Pub Date: Feb. 1st, 2008
ISBN: 978-0-8021-7043-9
Publisher: Black Cat/Grove

For the past several years, Gabriel Tucker has lived riotously courtesy of a trust fund, but now…

Gabriel’s uncle Ian delivers the bad news: “I regret to inform you that by the time you get this letter, I’ll be dead and you’ll be broke.” Uncle Ian has been speculating with Gabriel’s bankroll, and all that’s left for him is a run-down art-deco building called the Venus de Milo Arms (“a sunny place for shady people”) in South Beach, a city Gabriel has never visited. He falls into a love-hate relationship with this architectural gem—or monstrosity, depending on your point of view.
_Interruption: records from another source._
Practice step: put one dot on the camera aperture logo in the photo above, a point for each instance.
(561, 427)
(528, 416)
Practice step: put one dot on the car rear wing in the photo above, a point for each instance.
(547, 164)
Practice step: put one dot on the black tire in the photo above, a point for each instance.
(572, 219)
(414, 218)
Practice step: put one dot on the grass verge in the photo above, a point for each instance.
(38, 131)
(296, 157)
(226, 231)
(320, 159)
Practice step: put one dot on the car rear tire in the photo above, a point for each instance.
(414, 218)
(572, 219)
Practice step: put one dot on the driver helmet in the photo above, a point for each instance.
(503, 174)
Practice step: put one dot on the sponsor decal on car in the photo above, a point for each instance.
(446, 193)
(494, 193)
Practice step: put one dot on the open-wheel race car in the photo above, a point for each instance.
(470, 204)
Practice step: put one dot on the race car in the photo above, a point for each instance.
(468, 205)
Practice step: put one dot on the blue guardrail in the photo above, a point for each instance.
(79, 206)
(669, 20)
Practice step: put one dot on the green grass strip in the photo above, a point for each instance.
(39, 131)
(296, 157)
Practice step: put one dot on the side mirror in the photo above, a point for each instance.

It seems some high rollers want to buy it, tear it down and put up multimillion-dollar condos with ocean views. Gabriel quickly bonds with some of the outré residents of the place, including Holocaust survivor Miss Mera Levy; kinky Skip, who’s “into pain”; Pandora, a lip-synching transvestite waiting for sex-reassignment surgery; and most notably Marina, a gorgeous performance artist who’s also the recipient of a MacArthur Fellowship (aka the “genius grant”). We also follow the fortunes of Jesus Mas Canosa, a Cuban male prostitute who flees to America on a raft, immediately meets the multimillionaire designer Salvatore Fabrizio (later assassinated—hmm) and gets a fat contract to be in ads for designer underwear. (His tag line: “America is fantástico!”) Halfway through the novel, Antoni (Paradise Overdose, 1994) starts pressing the sympathy pedal rather too hard. He wants to produce an emotional reaction from the reader when Miss Levy dies and when Skip gets AIDS, but these serious issues get sidelined in a narrative defined by froth.

Antoni does nothing by halves: His characters are overdone, overripe or oversexed—or a combination of the three.